If I
am challenged to think about God, this is how I will think about God. There is nothing that he cannot do. He has no limits. He is God
anyway. He created everything that has existed, is existing and will ever
exist. Some of his greatest creation apart from us are time, love, free will
and the universe or multiverses. He started it all and will ultimately end it
all. He is personal too and that is what makes my belief in him so real,
intimate and agreeable. He has created me in his image and my enduring hope is
that I can expect myself to look like him. I take image here to mean appearance
as well as human traits and emotions.
I
can therefore trust that he feels how I feel and he sees what I see. I can also
trust that he loves me unconditionally because he would not have gone through
all the trouble of creating everything humanly conceivable and possible for my
existence and even thriving if his love was ever conditional.
God
in my mind is perfect. He is perfect even before I had the mind to think that
he is perfect. Although I would never come to terms with perfection or
understand how it works in my world, I am at least comforted to know that God
is perfect and he works everything out perfectly in a time he calls his time.
He
has no beginning and no end; or else he would be less than the perfection that
my mind has come to conceive him to be. He is also everywhere. Theologians call
that being omnipresent. But his presence is never intrusive, never a bother
unlike the secret surveillance of a police-state. In fact, I can think of his
presence in my life as reassuring, inspiring and even empowering. It is like
the meeting of soul mates where the dialogue between them can only be
understood by them and no one else. It is therefore exclusively personal. It is
also an intimacy that not even marital consummation could compare.
Paradoxically
too, this relationship is also inclusive in that it would not turn me into a
recluse, a snob or a self-complacent preacher. It would not make me repellant
to others, to myself or to him.
But
I have to understand that God can at the same time be a mystery. He can be a
perplexity so perplexing that my limited mind could never completely unravel. Because
he is God, he has to remain God. And being him is to be beyond what my mind can
fully understand. This mystery has to be what it has to be and that is to be a
mystery that would surpass all human understanding (but not human yearning of course).
He
would have to be one or two steps (or innumerable steps) ahead of the learning
curve or human scientific discovery. He would have be measured by infinity while we are measured by miles. He would have
to inhabit an eternity while we survive
only a lifetime. He is God no less and we are just not. He cannot be penetrated
in the same way that a cell, a gene, a subatomic particle, a quark, a dimensional
symmetry or an energy force can be penetrated. He is beyond the means, probe
and tools of all human earnest endeavors.
For to
know everything there is to know about God would be to know nothing more there
is to know about him. And to know nothing more there is to know about God is to
arrive at exactly where he was and is and will be and that is inconceivable
even with the best of human ingenuity and imagination. To arrive at this
preposterous knowledge would spell the end of his divinity and the start of our impunity. This is one eventuality that will never be eventuated. Fat chance.
We
are but a fraction of him, a loose shard of an image of him. At best, we
reflect only a part of him that he chooses to reveal to us and no more. His
sovereignty is where our knowing and understanding of him ends and the impenetrable
mystery of him starts. This is a fact I must accept if I am to be challenged to
think about God. It is a non-negotiable term of the start and end of my mental conception of him.
Theologians
call this gap faith as the existential bridge to connect what we know and what
we will never come to know. And for this reason and this reason alone, the
mystery of God would be both the source of my continued believing in him and
the source of my continued doubts about him. This faith-driven-doubt-ridden
struggle in my heart planted by the one who deems it fit to put it there for
reasons exclusive only to himself is the reason why I will forever be inspired
and tortured at the same time by him. It is a struggle that will always keep my faith alive and almost dead at the same time for the purpose of subsequent reviving.
It is
a dichotomy of two minds fighting for prevalence, preemption and precedence in
my life. Ironically the road ends for me the moment it starts for me. It is a human
discovery to not discover humanly further.

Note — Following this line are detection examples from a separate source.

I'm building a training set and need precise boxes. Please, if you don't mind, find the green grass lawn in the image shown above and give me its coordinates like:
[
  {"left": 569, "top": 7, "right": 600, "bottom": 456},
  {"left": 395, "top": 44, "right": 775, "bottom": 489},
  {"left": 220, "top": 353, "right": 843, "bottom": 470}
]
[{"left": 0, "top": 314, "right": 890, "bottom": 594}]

It is the dead-ending of the beginning and the beginning of the dead end.
If
my mind is about knowing everything about God, then the end of this journey of
knowing everything about him is the start of believing in him with this
mind-challenged faith. This same faith will never tell me enough about the
gratuitous sufferings in this world and a loving and all-powerful God. It will never tell me enough about the trump of evil and the torture of the
righteous. Neither will it tell me enough about the deliberate hiddenness of God,
the death of an innocent child, the lust of an ungodly man, and the injustice
of oppression, religious hypocrisy, natural calamities, human sexual abuses, the rejection of those different from us, the
hubris of men, and the soul-wrenching pain of doubts.
Faith
must thus fill in the gap for me - even when sometimes faith has a short but no
less flexible reach.
Herein
ends my challenge to think about God. It is a challenge because he has created
me to know him and to know him is what will ultimately define me. Yet to know
him is not to know what I am dying to know about him. It is a subjective itch
that I can never objectively scratch. This mystery about him is put in place to
set me apart from him, but at the same time, to join me together with him. It
is therefore a lifetime struggle of faith over doubts and doubts over faith. That
is to me the authenticity of faith and to deny it is to deny what he has created and destined me for. And if his intention has always been to keep the believing in him
meaningful, suspenseful and even painful, then he has done it most perfectly. Amen. Cheerz.